The discussion paper
The reason given for the discussion paper is that the Board of Taxation is conducting a post-implementation review of the tax treatment of contingent consideration (including earn-outs), making this an opportune time to obtain feedback from taxpayers on the need and priority for additional public advice and guidance on the income tax treatment of earnouts.
There is little information on the Board's website about the review other than brief mentions about its progress in the "CEO updates". In December's update, the CEO said that the Board had completed its post-implementation review. Presumably, the Board's report is now with the Government and will be released at a time of the Government's choosing. Given all the other matters on the Government's agenda and the forthcoming Budget, it may be some time before the report is released.
The discussion paper indicates that the Commissioner's views in TR 2007/D10 have not changed but that he is willing to consider "areas which need to be clarified or changed", including "where the 'separate asset approach' should not apply". The discussion paper does not give any examples of where it should not apply, but any move away from the separate asset approach would generally be welcomed. The separate asset approach is complex and difficult to apply in practice. This is particularly so given that earnouts are commonly seen for small to medium sized business and company sales, where the resources to comply strictly with the complexities of the separate asset approach are more limited.

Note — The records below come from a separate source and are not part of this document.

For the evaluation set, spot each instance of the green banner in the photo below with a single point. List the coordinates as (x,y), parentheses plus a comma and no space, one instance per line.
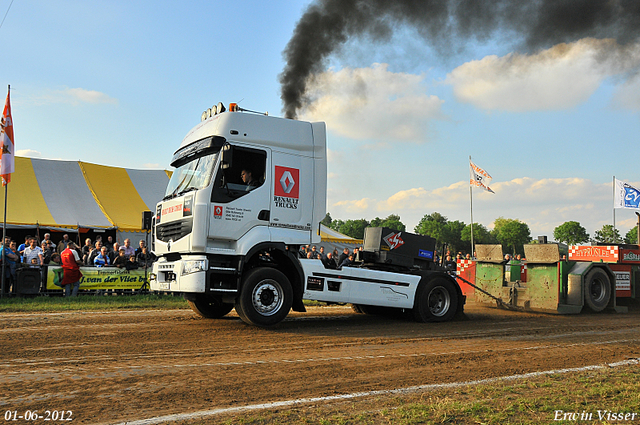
(99,278)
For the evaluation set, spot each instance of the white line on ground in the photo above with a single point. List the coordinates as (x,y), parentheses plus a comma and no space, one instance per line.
(431,387)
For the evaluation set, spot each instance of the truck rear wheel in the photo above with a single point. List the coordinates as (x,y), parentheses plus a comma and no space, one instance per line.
(209,307)
(597,291)
(266,297)
(436,301)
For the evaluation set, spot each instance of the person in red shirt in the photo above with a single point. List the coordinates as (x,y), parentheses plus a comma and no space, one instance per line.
(70,270)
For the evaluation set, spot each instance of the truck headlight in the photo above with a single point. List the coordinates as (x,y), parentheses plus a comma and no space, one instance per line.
(193,266)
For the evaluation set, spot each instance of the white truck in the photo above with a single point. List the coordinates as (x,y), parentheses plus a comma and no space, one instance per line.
(247,191)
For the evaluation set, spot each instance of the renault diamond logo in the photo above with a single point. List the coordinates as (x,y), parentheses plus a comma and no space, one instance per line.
(287,182)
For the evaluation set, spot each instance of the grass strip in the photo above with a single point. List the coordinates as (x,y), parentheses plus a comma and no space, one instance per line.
(603,396)
(91,303)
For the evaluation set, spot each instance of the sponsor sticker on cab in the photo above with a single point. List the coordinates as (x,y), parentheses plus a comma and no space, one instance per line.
(217,211)
(287,186)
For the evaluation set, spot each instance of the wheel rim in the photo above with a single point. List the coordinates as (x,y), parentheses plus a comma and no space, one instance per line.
(439,301)
(267,297)
(597,290)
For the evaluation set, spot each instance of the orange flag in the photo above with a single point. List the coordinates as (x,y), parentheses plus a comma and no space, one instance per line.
(7,163)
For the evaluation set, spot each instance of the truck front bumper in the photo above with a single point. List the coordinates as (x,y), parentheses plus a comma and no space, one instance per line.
(185,275)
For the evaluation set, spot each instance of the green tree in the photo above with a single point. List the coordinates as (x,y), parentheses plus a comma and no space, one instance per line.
(453,236)
(327,220)
(608,234)
(354,228)
(336,224)
(512,234)
(632,236)
(434,225)
(392,222)
(571,232)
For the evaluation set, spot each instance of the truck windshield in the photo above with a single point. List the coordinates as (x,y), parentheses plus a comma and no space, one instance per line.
(193,175)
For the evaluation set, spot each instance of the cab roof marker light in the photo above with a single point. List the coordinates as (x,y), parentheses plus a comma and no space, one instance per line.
(213,111)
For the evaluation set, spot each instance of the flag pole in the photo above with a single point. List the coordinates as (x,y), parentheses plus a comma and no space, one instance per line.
(471,202)
(4,230)
(4,238)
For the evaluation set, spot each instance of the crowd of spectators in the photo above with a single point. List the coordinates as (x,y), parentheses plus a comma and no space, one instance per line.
(331,259)
(34,253)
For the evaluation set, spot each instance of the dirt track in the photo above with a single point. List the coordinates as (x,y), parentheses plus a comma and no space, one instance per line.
(122,366)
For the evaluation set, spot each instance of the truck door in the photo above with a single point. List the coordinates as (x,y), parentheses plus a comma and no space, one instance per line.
(240,197)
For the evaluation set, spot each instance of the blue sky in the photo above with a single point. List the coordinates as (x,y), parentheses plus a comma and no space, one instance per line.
(120,83)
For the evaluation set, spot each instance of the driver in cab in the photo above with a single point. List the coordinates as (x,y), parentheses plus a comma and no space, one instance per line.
(247,178)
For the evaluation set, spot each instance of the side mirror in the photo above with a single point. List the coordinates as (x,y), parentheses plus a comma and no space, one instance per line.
(227,157)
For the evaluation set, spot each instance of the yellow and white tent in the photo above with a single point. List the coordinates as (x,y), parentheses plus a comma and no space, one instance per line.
(74,194)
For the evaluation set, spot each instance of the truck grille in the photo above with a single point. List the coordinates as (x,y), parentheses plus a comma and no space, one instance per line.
(174,230)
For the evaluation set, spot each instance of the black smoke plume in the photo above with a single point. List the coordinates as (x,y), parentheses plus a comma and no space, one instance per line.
(328,24)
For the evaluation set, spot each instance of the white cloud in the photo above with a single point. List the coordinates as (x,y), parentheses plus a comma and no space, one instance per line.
(74,96)
(558,78)
(373,104)
(30,153)
(543,204)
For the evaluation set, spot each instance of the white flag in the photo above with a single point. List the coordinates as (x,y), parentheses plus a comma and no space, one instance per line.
(626,196)
(479,177)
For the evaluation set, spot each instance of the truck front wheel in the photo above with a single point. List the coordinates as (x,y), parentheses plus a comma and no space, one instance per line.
(436,301)
(597,290)
(265,298)
(209,307)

Issues identified by the discussion paper
The discussion paper identifies a number of issues with the separate asset approach as being areas for further guidance from the ATO. One of the key areas identified is the need for further guidance in relation to the tax treatment of the buyer under this approach.
Under the separate asset approach, the market value of the earnout right (worked out at the time of acquisition) is included in the cost base of the asset (being the business assets or ownership interests in an entity) acquired by the buyer. However, TR 2007/D10 does not address the tax implications for the buyer where the payments made under the earnout agreement differ from the market value of the earnout right other than to say that the payments have no effect on the buyer's cost base for the asset.

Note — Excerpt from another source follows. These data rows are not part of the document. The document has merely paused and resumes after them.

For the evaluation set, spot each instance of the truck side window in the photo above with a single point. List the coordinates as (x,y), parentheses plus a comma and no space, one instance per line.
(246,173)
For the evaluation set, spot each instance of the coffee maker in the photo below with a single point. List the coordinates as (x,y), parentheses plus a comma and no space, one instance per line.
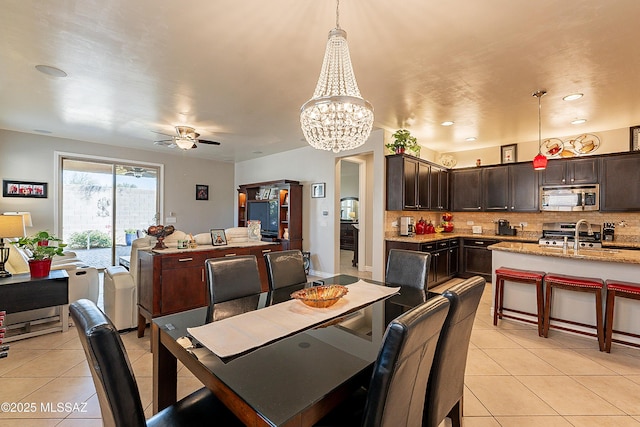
(608,230)
(503,229)
(406,226)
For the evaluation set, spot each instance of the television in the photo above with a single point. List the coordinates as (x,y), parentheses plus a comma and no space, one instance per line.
(265,211)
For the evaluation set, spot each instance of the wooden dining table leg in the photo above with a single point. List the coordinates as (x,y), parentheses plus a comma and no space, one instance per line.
(165,374)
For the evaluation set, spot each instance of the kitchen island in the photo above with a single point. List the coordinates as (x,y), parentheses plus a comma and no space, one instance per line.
(603,263)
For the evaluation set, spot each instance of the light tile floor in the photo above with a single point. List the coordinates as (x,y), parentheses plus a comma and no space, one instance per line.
(513,378)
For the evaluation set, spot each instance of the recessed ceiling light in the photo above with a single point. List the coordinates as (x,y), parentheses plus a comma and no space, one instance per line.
(51,71)
(572,97)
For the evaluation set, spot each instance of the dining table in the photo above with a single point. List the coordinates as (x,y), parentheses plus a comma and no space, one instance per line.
(293,380)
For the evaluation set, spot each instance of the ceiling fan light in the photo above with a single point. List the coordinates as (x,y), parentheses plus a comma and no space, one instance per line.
(184,143)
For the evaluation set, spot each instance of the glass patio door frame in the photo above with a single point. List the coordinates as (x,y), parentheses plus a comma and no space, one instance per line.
(57,187)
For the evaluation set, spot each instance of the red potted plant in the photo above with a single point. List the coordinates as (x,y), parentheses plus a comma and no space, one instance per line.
(41,248)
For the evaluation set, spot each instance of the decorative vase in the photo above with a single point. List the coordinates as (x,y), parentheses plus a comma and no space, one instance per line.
(39,267)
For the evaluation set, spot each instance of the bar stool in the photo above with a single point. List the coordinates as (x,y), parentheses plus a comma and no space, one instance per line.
(578,284)
(520,276)
(617,288)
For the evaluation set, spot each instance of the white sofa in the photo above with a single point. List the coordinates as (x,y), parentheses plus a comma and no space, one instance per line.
(83,282)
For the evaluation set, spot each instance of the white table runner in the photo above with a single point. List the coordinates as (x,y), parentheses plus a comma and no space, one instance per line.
(240,333)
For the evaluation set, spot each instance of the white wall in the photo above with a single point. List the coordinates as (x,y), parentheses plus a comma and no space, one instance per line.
(320,232)
(28,157)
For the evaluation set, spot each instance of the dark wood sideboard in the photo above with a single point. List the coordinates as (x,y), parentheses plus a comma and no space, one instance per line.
(175,281)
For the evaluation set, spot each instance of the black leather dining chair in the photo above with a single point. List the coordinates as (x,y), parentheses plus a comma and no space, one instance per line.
(396,392)
(116,385)
(408,268)
(285,268)
(446,383)
(230,278)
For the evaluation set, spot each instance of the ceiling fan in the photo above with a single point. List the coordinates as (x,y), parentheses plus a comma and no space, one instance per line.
(186,139)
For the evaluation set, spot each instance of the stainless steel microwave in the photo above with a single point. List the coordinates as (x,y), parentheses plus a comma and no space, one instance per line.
(570,198)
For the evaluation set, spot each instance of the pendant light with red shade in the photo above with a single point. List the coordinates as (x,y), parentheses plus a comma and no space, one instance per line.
(539,161)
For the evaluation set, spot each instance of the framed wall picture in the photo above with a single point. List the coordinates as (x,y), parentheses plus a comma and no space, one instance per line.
(634,138)
(218,238)
(12,188)
(508,153)
(202,192)
(317,190)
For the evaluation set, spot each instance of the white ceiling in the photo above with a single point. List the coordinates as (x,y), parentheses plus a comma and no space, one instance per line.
(239,71)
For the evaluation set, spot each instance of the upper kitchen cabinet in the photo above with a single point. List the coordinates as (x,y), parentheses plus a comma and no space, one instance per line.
(512,188)
(495,188)
(466,189)
(411,187)
(523,188)
(620,176)
(571,171)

In this regard, TR 2007/D10 was only concerned with the CGT treatment of earnouts and did not consider whether payments made under an earnout could be deductible as a general deduction under section 8-1 of the ITAA 1997 or deductible over 5 years under section 40-880 of the ITAA 1997. In discussing the deductibility of the payments under these sections, the ATO seems to suggest that:
- payments will only be deductible under section 8-1 if the circumstances are on all fours with Cliffs International Inc v FCT (1979) 142 CLR 140, a case described as "peculiar" in AusNet Group v FCT (2015) 255 CLR 439; and
- in light of certain exclusions from section 40-880, there may be limited scope for the payments to be deductible under section 40-880.
If this is correct, and payments under the earnout are not dealt with through adjustments to the buyer's cost base in the assets, it is not clear how payments under the earnout would be recognised in the tax system.
Comment
Apart from the various technical issues identified in the discussion paper with the separate asset approach, a difficulty with the separate asset approach from a compliance perspective is the need to obtain valuations of the earnout right. The discussion paper recognises that there are compliance costs for the seller in obtaining a valuation, but seems to overlook that similar costs arise for the buyer. There are also inherent risks that the buyer and the seller will obtain different valuations for the earnout right. According to the discussion paper, the Commissioner is looking to develop administrative guidance that may reduce compliance costs associated with obtaining valuations.
Any such guidance on this, and the technical matters identified in the discussion paper, would be welcomed.
Comments on the discussion paper can be made until 1 February 2019.